O quarto que me destinaram era o melhor da casa, uma redinha branca e cheirosa me esperava. Só não me falaram que aquele era o quarto do pai delas e onde ele tinha se passado dessa pra melhor, sido velado rezado etc, todo esse ritual. Se tivessem me avisado, teria ido dormir no quintal, com medo do tal canal com o além.
Me preparei e cansado com estava cai na redinha, lembrando a briga com o velho, o roubo da carteira do homem, a estrada esburacada e, planejando como faria no dia seguinte pra apanhar o tal do batistério. Ou seja esqueci completamente da morte do pai das meninas...
A casa ficou silenciosa, tudo escuro e veio a velha modorra que antecede ao sono. Estava quase dormindo quando um violento puxão no punho da rede me sacudiu todo e em seguida uma mão alisou meu cabelo.
-Pronto, pensei, mais um que morreu.
Que nada. Aquele não satisfeito por ter me balançado e puxado os cabelos, resolveu acender a luz e ficar mexendo num cofre que tinha no canto do quarto. Arrisquei o olho e só via o cilindro do segredo girar para um lado e para o outro acionado por uma mão invisível.
Acho que depois que se morre fica-se desmemoriado porque ele pelo jeito não se lembrava direito do segredo. Terminou desistindo de abrir o cofre, apagou a luz, deu mais uma balançada na minha rede e foi embora.
Daí pra frente não dormi mais, passei a noite toda acordado.
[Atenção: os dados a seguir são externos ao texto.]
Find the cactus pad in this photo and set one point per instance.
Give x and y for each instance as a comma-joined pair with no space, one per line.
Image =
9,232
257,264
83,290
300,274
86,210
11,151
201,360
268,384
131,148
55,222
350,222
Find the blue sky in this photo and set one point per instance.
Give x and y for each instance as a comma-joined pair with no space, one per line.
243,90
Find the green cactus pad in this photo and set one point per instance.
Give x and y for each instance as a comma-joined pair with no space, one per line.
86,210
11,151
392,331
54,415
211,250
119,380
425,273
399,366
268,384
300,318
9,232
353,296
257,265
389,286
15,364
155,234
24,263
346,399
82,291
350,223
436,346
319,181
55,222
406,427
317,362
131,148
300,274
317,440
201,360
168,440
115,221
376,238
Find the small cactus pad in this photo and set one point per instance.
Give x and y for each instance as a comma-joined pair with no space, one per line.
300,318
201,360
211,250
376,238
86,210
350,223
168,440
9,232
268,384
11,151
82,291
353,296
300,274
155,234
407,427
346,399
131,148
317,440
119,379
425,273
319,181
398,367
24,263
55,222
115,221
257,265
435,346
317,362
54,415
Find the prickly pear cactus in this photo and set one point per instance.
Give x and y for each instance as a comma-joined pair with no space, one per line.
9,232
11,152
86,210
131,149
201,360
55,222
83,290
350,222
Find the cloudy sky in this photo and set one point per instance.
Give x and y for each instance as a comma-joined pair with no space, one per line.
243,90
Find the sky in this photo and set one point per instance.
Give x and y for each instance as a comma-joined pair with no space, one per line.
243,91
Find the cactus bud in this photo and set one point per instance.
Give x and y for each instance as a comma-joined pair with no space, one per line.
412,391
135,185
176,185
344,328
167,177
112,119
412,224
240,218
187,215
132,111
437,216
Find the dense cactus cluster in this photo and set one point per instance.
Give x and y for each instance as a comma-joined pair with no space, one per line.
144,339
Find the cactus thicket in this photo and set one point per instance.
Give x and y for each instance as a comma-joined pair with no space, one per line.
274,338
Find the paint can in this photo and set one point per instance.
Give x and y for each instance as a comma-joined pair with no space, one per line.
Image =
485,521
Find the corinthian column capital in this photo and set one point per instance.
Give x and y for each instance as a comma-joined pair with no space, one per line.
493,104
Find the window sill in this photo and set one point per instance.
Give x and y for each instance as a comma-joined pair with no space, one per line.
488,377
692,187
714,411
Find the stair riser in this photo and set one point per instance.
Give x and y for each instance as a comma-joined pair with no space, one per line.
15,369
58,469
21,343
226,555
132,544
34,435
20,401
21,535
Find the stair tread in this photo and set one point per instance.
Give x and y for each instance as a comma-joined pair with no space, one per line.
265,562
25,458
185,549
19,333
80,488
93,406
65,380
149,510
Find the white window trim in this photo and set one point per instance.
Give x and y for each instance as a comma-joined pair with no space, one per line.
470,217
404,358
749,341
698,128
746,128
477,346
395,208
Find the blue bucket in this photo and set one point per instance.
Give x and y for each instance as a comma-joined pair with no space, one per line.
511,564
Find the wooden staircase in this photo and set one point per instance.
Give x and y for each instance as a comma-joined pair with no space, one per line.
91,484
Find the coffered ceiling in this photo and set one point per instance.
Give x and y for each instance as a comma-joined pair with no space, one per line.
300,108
Abri uma janela que dava pra rua, deserta e escura naquela hora, e esgotei uma carteira de cigarros ouvindo o relógio da igreja bater as horas e as meias horas.
No outro dia, sonado e, evidentemente, sem falar nada pras minhas hospedeiras, fui no vigário, apanhei o tal do batistério e dei no pé de volta, apesar da insistência das meninas que ficasse por lá mais uns dias descansando. Imagina se eu sou maluco...
Em conclusão, meu parente casou,foi um desastre, descasou depois e cada um tomou seu rumo.
Eu sabia que aquele casamento não ia dar certo porque não tenho dúvidas de que o falecido veio avisar pra não me meter com aquilo.